Serum content of such hormones as IGF1, testosterone, estradiol, leptin, and parathormone as well as matrilin-1 can be used as additional prognostic markers during earlier pubertal period, especially in cases with spine curvature <30°, which are the most difficult to predict. The melatonin signaling in AIS should be further studied, as this may allow for the development of new diagnostic criteria for predicting curvature onset or progression. The correlation found between the appearance of melatonin signaling impairments in osteoblasts and lymphocytes allows a wider use of this approach for predicting curve onset and progression, especially during earliest stages of the disease [240]. Another intriguing finding is polymorphism of estrogen receptors genes, which suggests defects in estrogen signaling. The role of calmodulin signaling mechanisms in IS requires further clarification. The immune system, including T and B cells, may also play a role in pathogenesis of AIS.

The data suggest that progressive, in particular, double spine scoliotic deformity, should be associated with abnormal IVD structure. IVD wedging in AIS begins or enhances at adolescent growth spurt when body weight increases dramatically. The IVD wedging is most prominent in the lumbar spine where axial loading is maximal. Markers of VEPh cell activity at the concave and convex sides suggest that strain at the concave side is probably not enough to reduce cell proliferation during the beginning of curve progression. Thus, earlier wedging of vertebrae may be explained by the prevalence of a laterally directed appositional bone growth at the concave side. If appositional bone growth is also directed anteriorly or posteriorly, it may cause a rotational component of the deformity. This appositional growth results from the interaction of the vertebrae endplate with the outer annulus fibrosus of the adjacent IVD, which is also wedged. This IVD wedging is probably caused by changes in the disc’s mechanical properties associated with sparse extracellular matrix and impaired lamellar structure. These are caused by defects in bending proteins, which are synthesized by cells in the IVD and involved in spatial organization of cartilage molecules. A genetic predisposition for increased metalloproteinase activity may also play role in accelerated disc degeneration. Asymmetrical ligament and muscular stretch are also involved in the curve formation and particularly in spine instability [4]. Biomechanical factors modulate the curve formation by gradually forming the “vicious cycle” effect.

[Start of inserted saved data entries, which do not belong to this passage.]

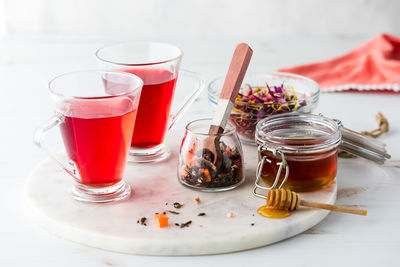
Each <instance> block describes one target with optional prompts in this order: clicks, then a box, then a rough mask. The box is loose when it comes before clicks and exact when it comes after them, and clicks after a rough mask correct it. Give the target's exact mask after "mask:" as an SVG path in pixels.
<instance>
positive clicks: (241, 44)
mask: <svg viewBox="0 0 400 267" xmlns="http://www.w3.org/2000/svg"><path fill="white" fill-rule="evenodd" d="M252 55H253V50H252V49H251V48H250V47H249V46H248V45H247V44H245V43H241V44H238V45H237V46H236V49H235V52H234V53H233V57H232V60H231V64H230V65H229V69H228V73H227V75H226V77H225V82H224V85H223V87H222V90H221V94H220V96H219V100H218V104H217V107H216V109H215V114H214V117H213V120H212V122H211V126H210V129H209V131H208V134H209V135H210V136H209V137H207V138H206V139H205V140H204V143H203V149H204V150H203V151H204V153H205V154H206V153H211V154H212V156H211V155H208V156H210V158H211V160H212V162H213V163H214V165H215V167H216V168H217V169H218V168H219V167H220V166H221V163H222V153H221V149H220V147H219V139H220V136H219V135H220V134H222V133H223V132H224V129H225V126H226V123H227V121H228V118H229V115H230V114H231V111H232V107H233V103H235V100H236V96H237V94H238V92H239V89H240V86H241V84H242V82H243V78H244V75H245V74H246V71H247V67H248V66H249V63H250V59H251V56H252Z"/></svg>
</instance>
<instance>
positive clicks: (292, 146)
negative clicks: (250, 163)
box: [256, 114, 342, 192]
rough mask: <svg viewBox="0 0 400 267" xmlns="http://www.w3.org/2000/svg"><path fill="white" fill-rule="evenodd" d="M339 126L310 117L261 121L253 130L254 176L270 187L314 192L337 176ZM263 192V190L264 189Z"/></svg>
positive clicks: (308, 191)
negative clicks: (255, 164) (254, 164)
mask: <svg viewBox="0 0 400 267" xmlns="http://www.w3.org/2000/svg"><path fill="white" fill-rule="evenodd" d="M341 137H342V135H341V132H340V129H339V126H338V123H337V122H336V121H334V120H331V119H328V118H325V117H323V116H318V115H311V114H303V115H300V114H284V115H276V116H272V117H268V118H266V119H263V120H261V121H260V122H259V123H258V124H257V128H256V142H257V144H258V155H259V165H258V168H257V177H258V178H259V177H261V179H262V180H263V181H264V182H265V183H266V184H267V185H269V186H271V187H276V186H282V187H283V188H287V189H290V190H293V191H297V192H309V191H316V190H320V189H323V188H325V187H326V186H328V185H329V184H330V183H331V182H332V181H333V180H334V179H335V177H336V169H337V155H338V153H337V152H338V147H339V145H340V143H341ZM264 189H265V188H264Z"/></svg>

We hypothesize that earlier treatment aimed at abnormal intervertebral discs in combination with reasonable spine stabilization may help prevent adjacent vertebrae wedging and curve progression in those patients who are predisposed to severe curve development. The ability to predict curve onset and progression using risk factors assessment could significantly individualize and improve diagnosis and treatment outcomes in patients with IS. The first steps in this field have already been taken, but further research is necessary to develop accurate and sensitive tools for risk assessment.

Conflict of Interests

The authors declare that there is no conflict of interests regarding the publication of this paper.